The background risk of major birth defects and miscarriage for the indicated population is unknown. All pregnancies have a background risk of birth defect, loss, or other adverse outcomes.
In the U.S. general population, the estimated background risk of major birth defects and miscarriage in clinically recognized pregnancies is 2% to 4% and 15% to 20%, respectively.
2. Lactation Risk Summary There are no data on the presence of daprodustat in human milk, the effects on the breastfed child, or the effects on milk production. Daprodustat is present in the milk of lactating rats
3. Pediatric Use Safety and effectiveness of JESDUVROQ in pediatric patients have not been established.
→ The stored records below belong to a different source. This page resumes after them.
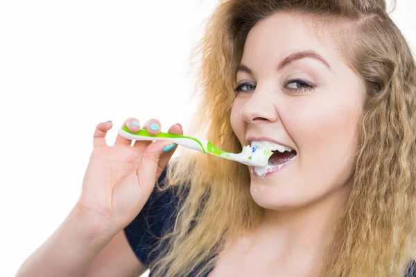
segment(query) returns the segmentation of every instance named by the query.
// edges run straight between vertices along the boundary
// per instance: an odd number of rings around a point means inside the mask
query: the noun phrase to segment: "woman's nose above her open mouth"
[[[270,96],[270,91],[268,92],[266,88],[261,89],[258,86],[248,96],[248,100],[241,108],[241,116],[243,116],[246,122],[251,124],[275,123],[279,120],[279,116],[274,102],[272,96]]]

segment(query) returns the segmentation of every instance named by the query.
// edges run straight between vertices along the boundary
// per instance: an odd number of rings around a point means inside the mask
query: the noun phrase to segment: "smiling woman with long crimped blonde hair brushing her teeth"
[[[416,71],[385,1],[221,1],[199,50],[190,134],[290,151],[163,170],[171,143],[109,147],[100,123],[78,203],[18,276],[412,276]]]

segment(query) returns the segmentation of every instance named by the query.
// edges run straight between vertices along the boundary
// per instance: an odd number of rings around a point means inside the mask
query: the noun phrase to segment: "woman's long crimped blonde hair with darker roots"
[[[201,93],[189,134],[241,151],[230,124],[236,69],[250,29],[280,11],[343,28],[338,51],[367,89],[352,193],[320,276],[404,276],[416,256],[416,68],[384,0],[220,1],[194,53]],[[242,164],[183,150],[168,168],[168,183],[182,200],[150,264],[155,276],[187,276],[196,269],[204,276],[225,240],[259,225],[263,209],[250,195]]]

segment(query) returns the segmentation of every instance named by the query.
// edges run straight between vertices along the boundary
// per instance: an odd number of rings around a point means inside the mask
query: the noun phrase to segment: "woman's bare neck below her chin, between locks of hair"
[[[345,184],[319,201],[291,210],[265,210],[252,245],[267,247],[267,255],[287,265],[317,269],[349,193],[352,183]],[[264,249],[263,248],[263,249]]]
4. Geriatric Use Of the total number of subjects treated with JESDUVROQ in the ASCEND-D study (n = 2,964), 480 (32%) subjects were aged 65 years and older, and 159 (11%) were aged 75 years and older.
No overall differences in safety or effectiveness were observed between these subjects and younger subjects. No other reported clinical experience has identified differences in responses between the elderly and younger patients.
5 Hepatic Impairment- No adjustment of the starting dose is required in patients with mild hepatic impairment (ChildPugh Class A).
Reduce the starting dose of JESDUVROQ by half in patients with moderate hepatic impairment (Child-Pugh Class B) except in patients whose starting dose is already 1 mg
JESDUVROQ has not been studied in patients with severe hepatic impairment (Child-Pugh Class C).
Therefore, JESDUVROQ is not recommended in patients with severe hepatic impairment.
DRUG ABUSE AND DEPENDENCE-
1. Controlled Substance JESDUVROQ contains daprodustat, which is not a controlled substance.
2. Abuse Drug abuse 1is intentional non-therapeutic use of a drug, even once, for its rewarding psychological or physiological effects. Abuse of JESDUVROQ may be seen in athletes for the effects on erythropoiesis.
Abuse-Related Adverse Reactions There are no data on the abuse of JESDUVROQ in humans. Daprodustat and its metabolites neither selectively penetrate the central nervous system, nor produce behavioral effects in animals that are consistent with central nervous system activity.
Misuse of drugs that increase erythropoiesis, such as JESDUVROQ, by healthy persons may lead to polycythemia, which may be associated with life-threatening cardiovascular complications (e.g., stroke, myocardial infarction, and thromboembolism).
OVERDOSAGE- Headache and gastrointestinal adverse reactions (e.g., nausea) may be seen with acute overdose with JESDUVROQ. There is no specific antidote. Hemodialysis will not substantially remove daprodustat because it is highly protein bound.